We’ve all heard people say things like, “I felt completely overwhelmed” or “I just couldn’t take it”; they mean that the emotions arising for them in a given situation were more than they could tolerate at that time. In psychodynamic psychotherapy, we often talk about the ability to “contain” feelings, where the mind is thought of as a kind of holder or container for experience. People have differing abilities to contain their emotions: some can continue to think in the presence of powerful feelings while others explode under pressure and “lose their minds.” Some of us “over-contain” our feelings, flattening or deadening them, and others get carried away by an emotion and have no capacity for thought or self-reflection. Wilfred Bion, a British psychoanalyst, originally put forward these ideas. Based on his understanding of early mother-infant communications, he elaborated the relationship between the mental container and the contained experience, using it to explain what goes on between client and therapist in the consulting room.

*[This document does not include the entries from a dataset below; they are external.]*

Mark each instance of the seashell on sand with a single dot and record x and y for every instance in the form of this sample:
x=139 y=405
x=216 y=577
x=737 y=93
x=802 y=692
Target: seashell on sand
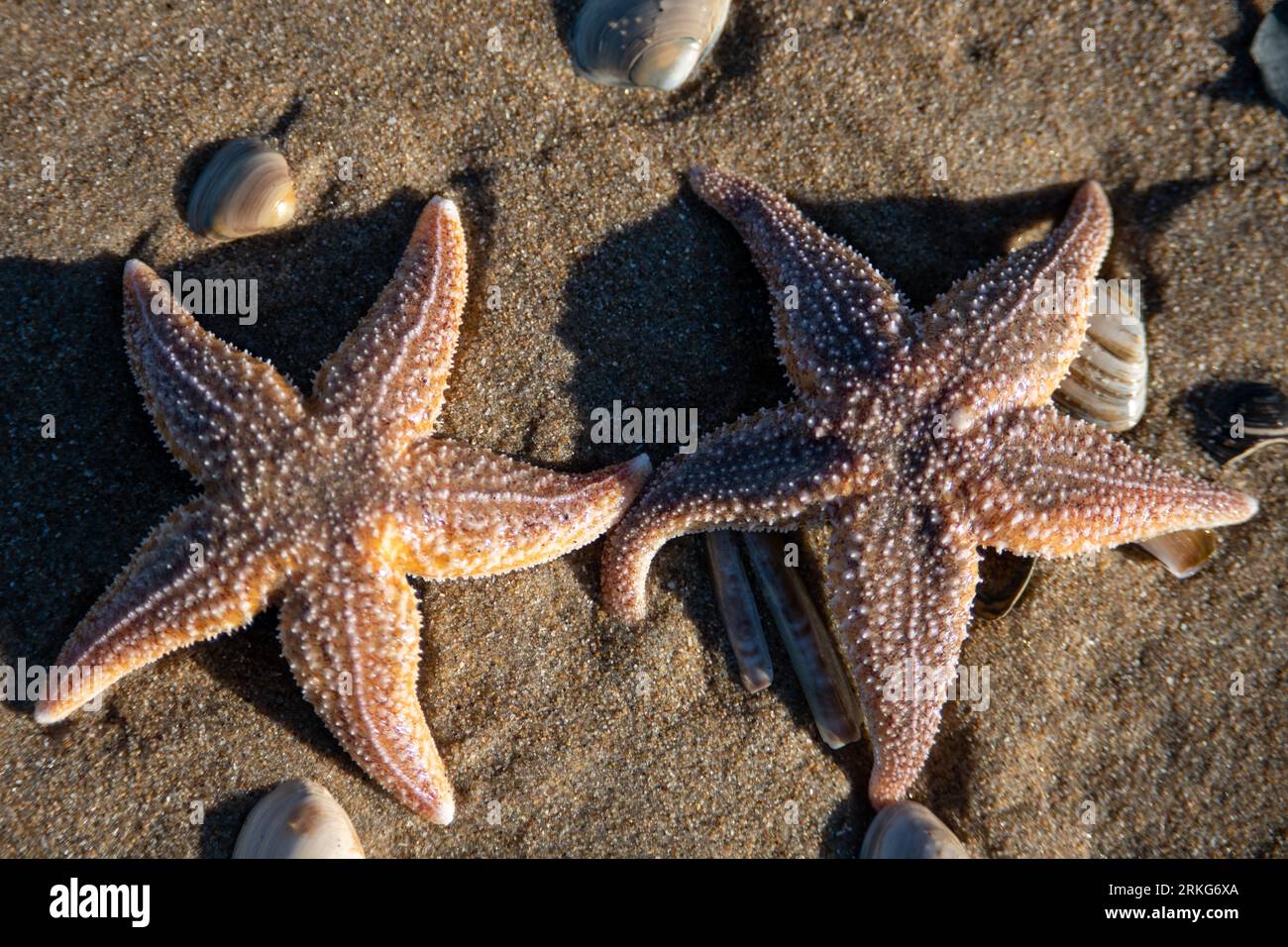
x=739 y=613
x=297 y=819
x=655 y=44
x=1181 y=552
x=910 y=830
x=1270 y=52
x=809 y=646
x=1241 y=418
x=245 y=189
x=1108 y=379
x=1004 y=579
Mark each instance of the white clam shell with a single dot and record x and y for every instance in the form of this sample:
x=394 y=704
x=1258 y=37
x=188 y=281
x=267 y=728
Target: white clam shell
x=910 y=830
x=245 y=189
x=1108 y=379
x=656 y=44
x=1181 y=552
x=297 y=819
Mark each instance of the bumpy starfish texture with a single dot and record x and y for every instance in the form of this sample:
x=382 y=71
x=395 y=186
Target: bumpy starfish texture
x=325 y=505
x=917 y=438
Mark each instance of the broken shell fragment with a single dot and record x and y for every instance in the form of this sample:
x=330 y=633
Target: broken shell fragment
x=245 y=189
x=1107 y=381
x=1241 y=418
x=910 y=830
x=809 y=646
x=656 y=44
x=1270 y=52
x=297 y=819
x=738 y=611
x=1004 y=579
x=1181 y=552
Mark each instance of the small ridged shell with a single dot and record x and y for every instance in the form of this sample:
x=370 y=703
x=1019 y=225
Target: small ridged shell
x=1004 y=579
x=1181 y=552
x=910 y=830
x=297 y=819
x=738 y=612
x=1108 y=379
x=245 y=189
x=809 y=646
x=656 y=44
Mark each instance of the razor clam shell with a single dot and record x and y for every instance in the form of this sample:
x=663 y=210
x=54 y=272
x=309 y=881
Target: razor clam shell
x=1181 y=552
x=297 y=819
x=1262 y=407
x=245 y=189
x=809 y=646
x=1004 y=579
x=653 y=44
x=738 y=611
x=1108 y=379
x=910 y=830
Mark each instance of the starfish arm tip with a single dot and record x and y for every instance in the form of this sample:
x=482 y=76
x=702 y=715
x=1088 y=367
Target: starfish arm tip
x=446 y=205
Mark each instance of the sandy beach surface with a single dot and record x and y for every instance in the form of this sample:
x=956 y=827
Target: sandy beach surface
x=567 y=733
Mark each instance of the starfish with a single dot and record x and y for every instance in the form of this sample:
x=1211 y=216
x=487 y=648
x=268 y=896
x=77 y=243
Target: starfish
x=325 y=505
x=917 y=437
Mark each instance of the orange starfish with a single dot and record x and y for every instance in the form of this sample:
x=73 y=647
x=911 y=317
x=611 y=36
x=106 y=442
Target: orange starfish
x=918 y=438
x=325 y=505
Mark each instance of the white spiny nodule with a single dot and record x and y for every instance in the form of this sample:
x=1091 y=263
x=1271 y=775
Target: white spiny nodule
x=325 y=505
x=917 y=437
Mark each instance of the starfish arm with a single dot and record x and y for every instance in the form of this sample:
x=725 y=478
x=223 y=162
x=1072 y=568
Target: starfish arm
x=218 y=408
x=836 y=317
x=1005 y=335
x=901 y=578
x=196 y=577
x=767 y=472
x=469 y=512
x=1041 y=483
x=390 y=373
x=352 y=637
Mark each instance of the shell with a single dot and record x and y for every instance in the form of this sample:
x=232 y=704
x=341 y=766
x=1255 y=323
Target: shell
x=809 y=646
x=246 y=188
x=1270 y=52
x=1107 y=381
x=1004 y=579
x=910 y=830
x=656 y=44
x=1253 y=410
x=1181 y=552
x=738 y=611
x=297 y=819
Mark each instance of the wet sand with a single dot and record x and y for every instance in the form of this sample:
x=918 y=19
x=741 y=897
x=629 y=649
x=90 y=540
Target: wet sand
x=565 y=732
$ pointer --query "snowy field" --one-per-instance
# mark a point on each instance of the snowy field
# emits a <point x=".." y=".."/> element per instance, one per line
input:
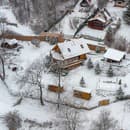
<point x="31" y="108"/>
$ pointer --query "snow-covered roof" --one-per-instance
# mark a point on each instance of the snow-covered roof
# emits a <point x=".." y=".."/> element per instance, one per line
<point x="103" y="16"/>
<point x="98" y="18"/>
<point x="87" y="90"/>
<point x="13" y="41"/>
<point x="114" y="54"/>
<point x="73" y="48"/>
<point x="108" y="85"/>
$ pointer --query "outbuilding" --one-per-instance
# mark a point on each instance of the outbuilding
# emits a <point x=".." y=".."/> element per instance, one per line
<point x="113" y="55"/>
<point x="83" y="93"/>
<point x="101" y="19"/>
<point x="120" y="3"/>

If you think about newborn babies, they have virtually no ability to contain their experience or to understand what it means. The example I find most useful is to think about infants and their first encounters with hunger. For the newborn, accustomed to continuous feeding via the umbilical cord, this unfamiliar experience in its belly doesn’t yet “mean” anything; it doesn’t signify “need for food” in any meaningful sense. Rather, hunger is at first experienced only as something painful and frightening. It’s difficult to use our adult language for these pre-verbal experiences, but I think the newborn feels something like terror; first the birth trauma and later hunger pains are felt as a threat to its ongoing existence — something extremely “bad” in the most primitive (not moral) sense. At first, newborns have no understanding or mental ability to “contain” their bad experiences; all they can do is try to get rid of them via the process we call projection. I’m sure you know what I mean: the screams of a newborn feel extremely projectile, as if the frightened infant wants desperately to expel something very painful, very “bad”. The way they writhe about looks as if they’re trying to get rid of something. Their physical distress and those cries evoke echoes of the infant’s pain within us and are often excrutiating to witness.

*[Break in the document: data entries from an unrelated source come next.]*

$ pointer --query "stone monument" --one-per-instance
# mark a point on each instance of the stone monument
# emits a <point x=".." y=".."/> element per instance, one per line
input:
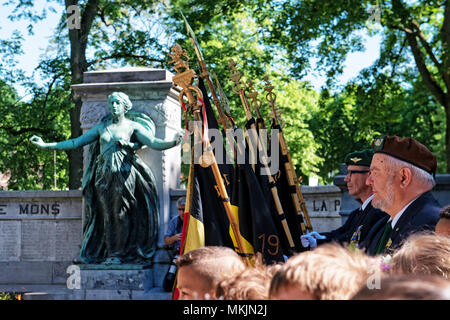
<point x="151" y="92"/>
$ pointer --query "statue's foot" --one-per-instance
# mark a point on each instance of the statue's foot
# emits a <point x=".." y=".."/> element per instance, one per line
<point x="112" y="260"/>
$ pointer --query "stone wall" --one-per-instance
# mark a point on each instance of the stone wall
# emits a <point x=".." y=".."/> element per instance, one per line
<point x="40" y="235"/>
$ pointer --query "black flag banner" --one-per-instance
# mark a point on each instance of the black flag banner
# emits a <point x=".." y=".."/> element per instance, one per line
<point x="294" y="219"/>
<point x="256" y="222"/>
<point x="207" y="201"/>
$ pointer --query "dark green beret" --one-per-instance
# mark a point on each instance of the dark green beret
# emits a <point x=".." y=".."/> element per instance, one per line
<point x="406" y="149"/>
<point x="359" y="158"/>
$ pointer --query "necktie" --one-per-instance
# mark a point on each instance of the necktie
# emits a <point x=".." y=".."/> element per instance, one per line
<point x="384" y="238"/>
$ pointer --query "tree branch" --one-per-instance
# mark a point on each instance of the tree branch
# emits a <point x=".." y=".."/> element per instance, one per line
<point x="427" y="77"/>
<point x="425" y="44"/>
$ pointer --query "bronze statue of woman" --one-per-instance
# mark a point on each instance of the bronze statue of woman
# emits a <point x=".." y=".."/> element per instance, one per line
<point x="121" y="200"/>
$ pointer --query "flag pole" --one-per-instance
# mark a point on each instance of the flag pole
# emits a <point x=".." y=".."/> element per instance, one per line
<point x="185" y="81"/>
<point x="256" y="104"/>
<point x="237" y="88"/>
<point x="224" y="118"/>
<point x="188" y="205"/>
<point x="292" y="178"/>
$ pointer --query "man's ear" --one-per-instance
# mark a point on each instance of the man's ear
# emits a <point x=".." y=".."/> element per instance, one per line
<point x="405" y="177"/>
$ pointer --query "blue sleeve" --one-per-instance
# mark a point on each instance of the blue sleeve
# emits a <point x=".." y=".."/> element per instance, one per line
<point x="172" y="227"/>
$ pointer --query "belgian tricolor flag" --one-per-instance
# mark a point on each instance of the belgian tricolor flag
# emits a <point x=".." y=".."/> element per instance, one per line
<point x="207" y="223"/>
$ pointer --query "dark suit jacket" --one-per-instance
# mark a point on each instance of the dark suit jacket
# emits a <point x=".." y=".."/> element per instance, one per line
<point x="422" y="214"/>
<point x="365" y="219"/>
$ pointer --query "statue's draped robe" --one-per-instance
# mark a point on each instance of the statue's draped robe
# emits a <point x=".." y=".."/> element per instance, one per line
<point x="121" y="203"/>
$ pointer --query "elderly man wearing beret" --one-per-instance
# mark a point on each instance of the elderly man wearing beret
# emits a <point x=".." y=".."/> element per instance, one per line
<point x="402" y="177"/>
<point x="360" y="220"/>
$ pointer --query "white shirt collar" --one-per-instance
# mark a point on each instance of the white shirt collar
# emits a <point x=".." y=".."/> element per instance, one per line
<point x="365" y="203"/>
<point x="399" y="214"/>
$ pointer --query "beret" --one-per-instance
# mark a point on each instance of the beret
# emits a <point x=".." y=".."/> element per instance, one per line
<point x="408" y="150"/>
<point x="359" y="158"/>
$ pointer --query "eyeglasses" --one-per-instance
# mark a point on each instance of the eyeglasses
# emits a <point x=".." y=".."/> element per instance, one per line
<point x="350" y="172"/>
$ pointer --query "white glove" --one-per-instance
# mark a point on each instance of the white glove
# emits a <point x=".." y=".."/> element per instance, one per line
<point x="308" y="241"/>
<point x="316" y="235"/>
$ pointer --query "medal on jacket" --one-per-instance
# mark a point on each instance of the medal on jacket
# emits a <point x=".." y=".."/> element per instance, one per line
<point x="356" y="236"/>
<point x="388" y="244"/>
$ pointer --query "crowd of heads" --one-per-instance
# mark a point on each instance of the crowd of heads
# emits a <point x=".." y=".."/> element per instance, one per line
<point x="420" y="269"/>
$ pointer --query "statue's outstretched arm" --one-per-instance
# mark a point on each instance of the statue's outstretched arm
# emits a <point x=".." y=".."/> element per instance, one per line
<point x="80" y="141"/>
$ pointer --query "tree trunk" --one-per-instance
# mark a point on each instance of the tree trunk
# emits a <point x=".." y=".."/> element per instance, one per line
<point x="447" y="132"/>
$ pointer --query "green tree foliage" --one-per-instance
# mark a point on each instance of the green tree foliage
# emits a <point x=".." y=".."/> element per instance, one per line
<point x="416" y="34"/>
<point x="403" y="93"/>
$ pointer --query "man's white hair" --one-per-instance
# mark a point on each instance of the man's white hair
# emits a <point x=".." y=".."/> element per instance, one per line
<point x="394" y="164"/>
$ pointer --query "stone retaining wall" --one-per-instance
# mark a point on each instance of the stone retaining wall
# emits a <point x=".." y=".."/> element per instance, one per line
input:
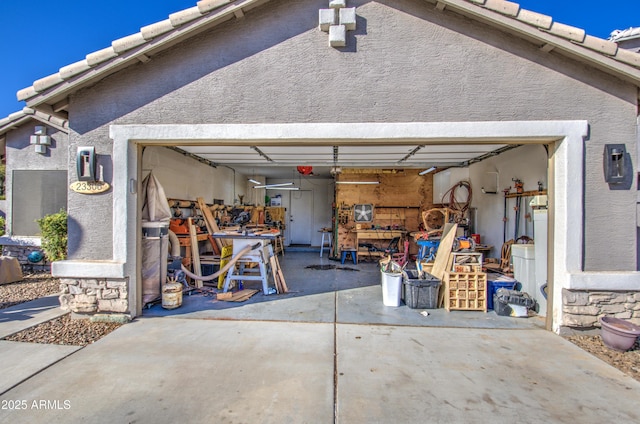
<point x="90" y="296"/>
<point x="21" y="253"/>
<point x="583" y="309"/>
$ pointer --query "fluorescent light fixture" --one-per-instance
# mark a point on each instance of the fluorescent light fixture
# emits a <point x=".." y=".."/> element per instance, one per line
<point x="426" y="171"/>
<point x="273" y="185"/>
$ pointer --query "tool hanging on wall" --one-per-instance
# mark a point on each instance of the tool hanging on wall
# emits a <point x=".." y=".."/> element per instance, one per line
<point x="505" y="218"/>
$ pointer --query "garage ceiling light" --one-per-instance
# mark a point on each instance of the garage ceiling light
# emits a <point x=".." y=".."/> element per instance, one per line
<point x="273" y="185"/>
<point x="426" y="171"/>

But Bion also believed that these projections function as a kind of communication — an innate mechanism, useful for the survival of the species, where the infant’s screaming projections evoke feelings in its caretakers that make them want to do something. It’s the mother’s job to accept and bear those projections; by understanding what the baby needs (food) and providing it, she functions as a kind of external container or mind. As I see it, the mother supplies meaning. The baby feels terrified by its experience, as if in danger of annihilation; the mother’s appropriate response says, “No, you’re not dying; you’re hungry … and here’s the food you need.” Over time, with the mother functioning as the external container for unbearable experience, responding appropriately, the infant learns to bear and understand its own feelings, to know what they “mean”. The infant gradually develops its own mind as a container for experience.
That’s optimal development, of course. When mothers can’t or don’t provide enough of what their babies need, they grow into children and eventually adults with little capacity to bear their own experience. If parents respond inappropriately — say, by providing food when what is actually needed is warmth or comfort — they may teach their children to mis-interpret feelings. If parents feel overwhelmed by the emotions their babies evoke in them and rely upon their own defense mechanisms to cope, they pass along those defenses to the next generation. This is a complex subject and these are only a few of the possible ways that mother-infant communications may go awry.

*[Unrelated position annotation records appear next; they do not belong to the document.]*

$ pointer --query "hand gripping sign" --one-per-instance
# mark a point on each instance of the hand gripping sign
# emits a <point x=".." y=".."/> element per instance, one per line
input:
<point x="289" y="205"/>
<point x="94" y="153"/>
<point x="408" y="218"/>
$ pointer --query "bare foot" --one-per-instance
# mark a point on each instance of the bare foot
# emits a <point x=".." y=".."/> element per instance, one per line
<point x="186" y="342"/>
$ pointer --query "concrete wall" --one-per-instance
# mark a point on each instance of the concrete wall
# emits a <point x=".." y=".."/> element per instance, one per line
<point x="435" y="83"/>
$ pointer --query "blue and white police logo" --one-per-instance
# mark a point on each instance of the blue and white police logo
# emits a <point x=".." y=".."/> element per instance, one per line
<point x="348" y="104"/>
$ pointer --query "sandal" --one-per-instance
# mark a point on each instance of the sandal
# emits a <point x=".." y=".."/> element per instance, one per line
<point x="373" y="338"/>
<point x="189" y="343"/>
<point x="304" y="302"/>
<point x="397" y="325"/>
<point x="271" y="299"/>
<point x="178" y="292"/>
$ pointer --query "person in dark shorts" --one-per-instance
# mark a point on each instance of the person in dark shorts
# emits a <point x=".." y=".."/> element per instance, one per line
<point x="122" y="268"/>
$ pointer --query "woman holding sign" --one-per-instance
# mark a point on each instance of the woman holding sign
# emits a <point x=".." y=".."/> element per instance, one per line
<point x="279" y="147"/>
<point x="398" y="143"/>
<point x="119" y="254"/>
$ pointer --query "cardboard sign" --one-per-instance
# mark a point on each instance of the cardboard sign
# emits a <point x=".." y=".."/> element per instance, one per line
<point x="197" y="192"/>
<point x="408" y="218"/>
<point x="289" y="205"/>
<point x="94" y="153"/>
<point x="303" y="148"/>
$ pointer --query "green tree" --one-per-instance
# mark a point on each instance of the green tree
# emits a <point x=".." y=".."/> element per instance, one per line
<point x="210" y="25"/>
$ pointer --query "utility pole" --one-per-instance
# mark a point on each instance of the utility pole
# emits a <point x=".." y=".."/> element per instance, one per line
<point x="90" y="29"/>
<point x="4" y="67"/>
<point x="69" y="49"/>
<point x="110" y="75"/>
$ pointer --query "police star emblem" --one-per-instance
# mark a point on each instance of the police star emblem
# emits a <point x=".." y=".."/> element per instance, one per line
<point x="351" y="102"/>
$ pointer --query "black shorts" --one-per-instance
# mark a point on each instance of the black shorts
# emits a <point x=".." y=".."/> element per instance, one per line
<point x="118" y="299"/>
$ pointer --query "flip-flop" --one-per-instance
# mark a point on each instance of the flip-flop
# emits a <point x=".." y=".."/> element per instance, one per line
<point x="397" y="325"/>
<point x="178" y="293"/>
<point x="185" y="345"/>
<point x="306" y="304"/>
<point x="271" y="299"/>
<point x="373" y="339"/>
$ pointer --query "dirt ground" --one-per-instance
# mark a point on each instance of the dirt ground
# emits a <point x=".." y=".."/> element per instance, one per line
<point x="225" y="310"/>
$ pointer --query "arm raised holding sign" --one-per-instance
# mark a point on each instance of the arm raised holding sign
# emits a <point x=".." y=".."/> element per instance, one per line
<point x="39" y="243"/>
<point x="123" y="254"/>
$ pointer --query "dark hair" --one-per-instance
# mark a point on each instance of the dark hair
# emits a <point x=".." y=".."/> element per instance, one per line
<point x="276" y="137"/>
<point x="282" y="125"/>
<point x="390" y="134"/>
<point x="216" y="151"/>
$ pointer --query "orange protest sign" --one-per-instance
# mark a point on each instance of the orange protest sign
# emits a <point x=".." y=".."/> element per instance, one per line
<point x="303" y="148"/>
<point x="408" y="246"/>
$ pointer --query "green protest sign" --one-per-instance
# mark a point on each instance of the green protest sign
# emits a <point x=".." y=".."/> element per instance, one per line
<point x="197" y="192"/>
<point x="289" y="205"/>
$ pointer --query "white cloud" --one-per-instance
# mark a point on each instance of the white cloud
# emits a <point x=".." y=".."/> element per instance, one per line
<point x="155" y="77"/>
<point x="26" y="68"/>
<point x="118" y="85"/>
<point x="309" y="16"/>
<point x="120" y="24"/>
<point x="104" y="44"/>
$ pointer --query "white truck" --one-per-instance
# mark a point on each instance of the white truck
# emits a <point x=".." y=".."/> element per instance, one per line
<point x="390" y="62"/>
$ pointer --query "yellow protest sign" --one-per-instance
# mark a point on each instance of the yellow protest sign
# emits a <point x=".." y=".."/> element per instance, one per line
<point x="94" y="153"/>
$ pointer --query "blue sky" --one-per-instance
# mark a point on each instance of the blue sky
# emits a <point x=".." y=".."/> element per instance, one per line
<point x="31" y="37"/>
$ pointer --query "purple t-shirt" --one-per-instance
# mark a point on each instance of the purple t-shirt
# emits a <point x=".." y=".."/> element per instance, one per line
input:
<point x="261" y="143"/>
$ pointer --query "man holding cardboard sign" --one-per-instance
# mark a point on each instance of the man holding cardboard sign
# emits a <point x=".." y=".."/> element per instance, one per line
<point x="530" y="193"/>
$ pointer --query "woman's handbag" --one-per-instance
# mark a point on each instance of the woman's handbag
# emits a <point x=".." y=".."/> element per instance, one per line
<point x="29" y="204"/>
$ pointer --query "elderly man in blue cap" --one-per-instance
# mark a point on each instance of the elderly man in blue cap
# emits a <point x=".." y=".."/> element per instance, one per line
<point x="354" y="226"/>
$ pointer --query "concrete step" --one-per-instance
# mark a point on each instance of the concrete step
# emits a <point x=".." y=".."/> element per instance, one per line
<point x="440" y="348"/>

Bion found that his adult psychotic patients relied heavily on projection, as if they were still trying to communicate via that primitive method and to get what they needed — i.e., understanding. He believed the role of the psychoanalyst vis-a-vis a patient was to function as a kind of external container, in a way analogous to the mother’s relation to her newborn. While Freud famously described how his patients often related to him as if he were somebody else, a significant figure from the patient’s past (transference), Bion and other object relations theorists expanded our understanding of transference to include the ways that patients split off and project unwanted or unbearable parts of themselves into the therapist, often as an attempt to communicate. In my own experience, especially in working with borderline personality disorder, I have found this latter view compelling and useful. While I’ve occasionally found my clients relating to me as if I were a judgmental father or rejecting mother, more often I’ve felt as if unbearable feelings were being projected into me. It often seems to me that the larger part of my job is to bear with my clients long enough to understand what those projections mean and, over time, to help them bear with and understand their own experience, too.